Eu sou meio Geek, aliás estou estudando pra isso. Vai ser legal, vou ter meu diploma de Geek, entregue das mãos de um Super-Geek, assinado pelos mais consagrados Geeks da região. Gosto de músicas deprê de caráter pseudo-crítico e introspectivo, que vasculham nos interiores, respostas pro exteriores. Músicas assim são um tanto raras... Quantos músicos se preocupam com as relações 'pessoa/universo' e 'eu/eu' ao mesmo tempo? A grande maioria de músicas que circulam por aí afora se propõem apenas falar das vagas relações de boys e girls, o que muitas vezes se torna chato, vazio e extremamente midiático. Não estou dizendo que sou contra canções sobre boys e girls, apenas acho que para fê-las de modo a não parecer-me piegas ou desnecessárias, tem que ser realmente um músico da linha mais TOP-FODA, compreende?

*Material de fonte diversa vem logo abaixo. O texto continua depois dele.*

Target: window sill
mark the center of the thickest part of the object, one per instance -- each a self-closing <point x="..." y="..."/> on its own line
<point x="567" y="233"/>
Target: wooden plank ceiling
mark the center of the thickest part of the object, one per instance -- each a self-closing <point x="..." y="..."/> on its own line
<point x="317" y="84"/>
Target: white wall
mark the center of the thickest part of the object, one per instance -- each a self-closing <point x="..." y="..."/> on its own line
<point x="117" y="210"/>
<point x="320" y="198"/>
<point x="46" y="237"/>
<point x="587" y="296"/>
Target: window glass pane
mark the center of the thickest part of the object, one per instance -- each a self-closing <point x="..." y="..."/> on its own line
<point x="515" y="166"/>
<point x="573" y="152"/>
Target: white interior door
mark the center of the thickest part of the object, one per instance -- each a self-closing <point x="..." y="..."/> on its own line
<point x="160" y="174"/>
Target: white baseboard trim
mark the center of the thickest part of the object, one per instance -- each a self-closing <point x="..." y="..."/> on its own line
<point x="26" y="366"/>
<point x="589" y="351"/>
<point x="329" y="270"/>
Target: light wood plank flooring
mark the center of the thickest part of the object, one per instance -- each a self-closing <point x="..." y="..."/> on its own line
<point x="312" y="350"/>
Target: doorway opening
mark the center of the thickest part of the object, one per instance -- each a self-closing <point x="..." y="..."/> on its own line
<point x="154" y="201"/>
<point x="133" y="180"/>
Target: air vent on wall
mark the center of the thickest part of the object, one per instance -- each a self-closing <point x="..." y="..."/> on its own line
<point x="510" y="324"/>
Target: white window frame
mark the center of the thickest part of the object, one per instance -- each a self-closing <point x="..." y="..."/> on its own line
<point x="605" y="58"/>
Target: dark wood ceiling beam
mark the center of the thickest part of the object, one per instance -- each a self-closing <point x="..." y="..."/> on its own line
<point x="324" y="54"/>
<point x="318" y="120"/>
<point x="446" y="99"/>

Dos Gilmours ao avante! No entanto, mesmo com a seca de boa música que vivemos, graças a essa coisa de globalização e tudo mais, posso contar com uma base bem sólida de cerca de 40 Giga Bytes só de músicas deprê de caráter pseudo-crítico e introspectivo, que vasculham nos interiores, respostas pro exteriores. Enfim, o que eu realmente queria dizer é que eu não tenho a menor ideia do que estou dizendo. Talvez esse texto seja puramente uma abstinência de açaí. Uma crise. Pura mente. Pura. Mente. Sou viciado em Açaí. Você pode me oferecer um pouco a qualquer hora do dia ou - indo além - da existencia; Não surpreenda-se se eu aceitar e devorar em segundos. É da minha natureza, uma natureza puramente açaítica. Acho que eu bem poderia até ser um índiozinho da amazônia, se não por ventura dos anjos tivesse-me nascido por essas bandas cheias de prédios, carros e mais prédios. E computadores! Tais como este que vos escrevo. Aliás, estou estudando pra ser Geek, já disse isso? Talvez faltou-me dizer, mas vou ser um geekólogo.